Estudantes da rede pública iniciaram o atual ano letivo com menor desenvolvimento em língua portuguesa e em matemática em decorrência da substituição do ensino presencial pelo remoto durante a pandemia de coronavírus. Essa perda de proficiência deve levar à redução de rendimentos ao longo da vida. E, se mantido o atual modelo de aulas, o quadro pode piorar.
As repercussões da mudança forçada pela Covid-19 são investigadas no estudo “Perda de Aprendizagem na Pandemia”, elaborado pelos professores Ricardo Paes de Barros e Laura Muller Machado, do Insper, em parceria com o Instituto Unibanco.
O trabalho concentra-se no desempenho de terceiranistas, para quem são menores as chances de recuperar o aprendizado perdido ao longo da crise sanitária, uma vez que estão prestes a encerrar a educação básica.
Simularam-se diferentes cenários: o do início deste ano, produto de um 2020 com poucas aulas presenciais e muitas remotas; outro em que se manteria o formato remoto até o fim deste ano; e um terceiro, em que ocorreria a adoção de algum modelo alternativo ao remoto, bem como medidas de reforço e recuperação do aprendizado.
O modelo desenvolvido pelos pesquisadores para efetuar as simulações compreende tanto dados nacionais quanto de estudos acerca de experiências no exterior.
Uma das fontes é o Sistema de Avaliação da Educação Básica (Saeb), que oferece um retrato dos níveis de aprendizado no país.

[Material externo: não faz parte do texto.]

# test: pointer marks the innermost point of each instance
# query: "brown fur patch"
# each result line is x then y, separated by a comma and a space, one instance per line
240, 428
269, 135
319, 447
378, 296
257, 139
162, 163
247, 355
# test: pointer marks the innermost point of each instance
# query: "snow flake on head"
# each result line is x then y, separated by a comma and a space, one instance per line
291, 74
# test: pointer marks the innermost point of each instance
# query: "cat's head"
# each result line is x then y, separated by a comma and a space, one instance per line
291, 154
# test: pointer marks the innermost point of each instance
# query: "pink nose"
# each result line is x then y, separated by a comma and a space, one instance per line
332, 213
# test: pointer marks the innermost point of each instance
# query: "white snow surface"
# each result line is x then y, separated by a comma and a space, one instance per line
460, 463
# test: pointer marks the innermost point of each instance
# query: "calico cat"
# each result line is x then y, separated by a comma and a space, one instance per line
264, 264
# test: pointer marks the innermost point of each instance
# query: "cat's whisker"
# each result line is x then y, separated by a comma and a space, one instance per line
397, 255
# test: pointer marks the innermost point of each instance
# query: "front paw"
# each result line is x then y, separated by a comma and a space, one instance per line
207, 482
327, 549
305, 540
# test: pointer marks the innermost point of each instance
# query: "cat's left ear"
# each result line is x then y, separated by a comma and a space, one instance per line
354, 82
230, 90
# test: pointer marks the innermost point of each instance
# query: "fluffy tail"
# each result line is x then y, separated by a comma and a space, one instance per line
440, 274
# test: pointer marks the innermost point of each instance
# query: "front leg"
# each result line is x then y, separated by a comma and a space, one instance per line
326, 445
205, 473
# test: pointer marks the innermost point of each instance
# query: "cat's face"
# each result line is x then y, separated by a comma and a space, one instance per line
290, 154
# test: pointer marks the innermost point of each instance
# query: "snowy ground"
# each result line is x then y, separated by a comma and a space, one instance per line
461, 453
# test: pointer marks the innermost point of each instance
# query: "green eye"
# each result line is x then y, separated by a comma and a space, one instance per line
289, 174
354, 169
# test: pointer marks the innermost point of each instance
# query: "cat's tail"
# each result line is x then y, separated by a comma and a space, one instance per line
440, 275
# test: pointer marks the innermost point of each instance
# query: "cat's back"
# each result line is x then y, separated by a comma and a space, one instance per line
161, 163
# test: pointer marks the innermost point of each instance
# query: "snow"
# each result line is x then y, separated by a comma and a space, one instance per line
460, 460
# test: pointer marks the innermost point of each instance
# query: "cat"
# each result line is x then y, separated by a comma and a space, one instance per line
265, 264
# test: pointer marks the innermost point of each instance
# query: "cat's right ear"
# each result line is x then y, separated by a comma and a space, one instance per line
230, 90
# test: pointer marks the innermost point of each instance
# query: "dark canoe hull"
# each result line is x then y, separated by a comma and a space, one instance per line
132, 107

Seus indicadores, representados em uma escala de pontuação, provêm de testes e de questionários aplicados em escolas públicas e de uma amostra de colégios privados.
Já a distribuição do aprendizado no ensino médio considerou informações de outros dois sistemas: o de Avaliação Educacional do Piauí (Saepi) e o Permanente de Avaliação da Educação Básica do Ceará (Spaece). Em ambos, o desempenho em língua portuguesa e matemática é aferido nas três séries.
A análise da evolução da proficiência em um ano letivo, por sua vez, teve como referência parâmetros tratados na pesquisa “The Learning Curve: Revisiting the Assumption of Linear Growth Across the School Year”. Neste trabalho, dados de testes de mais de 7 milhões de alunos de escolas públicas americanas sugerem a desaceleração do aprendizado em matemática e sobretudo em linguagem ao longo de séries.
Na metodologia do estudo do Insper em parceria com o Instituto Unibanco, também foram consideradas as perdas em períodos de férias escolares, que correspondem a 25% e a 28% em língua portuguesa e matemática, respectivamente, em relação ao aprendizado de todo o ano letivo anterior.
Remoto X presencial
Dados das redes de cada estado e do Distrito Federal permitiram aos pesquisadores apurar que, em 2020, apenas 13% do ano letivo, em média, se deu com atividades presenciais. Os demais foram cumpridos remotamente.
Foi estimada a eficácia desse ensino remoto em comparação ao presencial levando em conta quatro estudos acerca do tema. Um deles, por exemplo, concluiu, considerando informações de 1,7 milhão de crianças e adolescentes em Ohio (EUA), que o desempenho de quem estudava à distância era inferior ao de quem tinha aulas presenciais, independentemente da idade e da série.
Os dados desse conjunto de estudos permitiram calcular que, ao estudar de forma remota, o estudante aprende efetivamente, em média, 17% do conteúdo de matemática e 38% do de linguagem em relação ao que ocorreria com aulas presenciais.
Também foi examinado o engajamento ao modelo a distância no Brasil. Em 2020, estudantes assistiram, em média, a cerca de 36% das 25 horas de aulas online por semana. Entre os possíveis motivos por trás desse baixo índice estão a falta de acesso à internet, de equipamentos de informática e de estímulo para acompanhá-las.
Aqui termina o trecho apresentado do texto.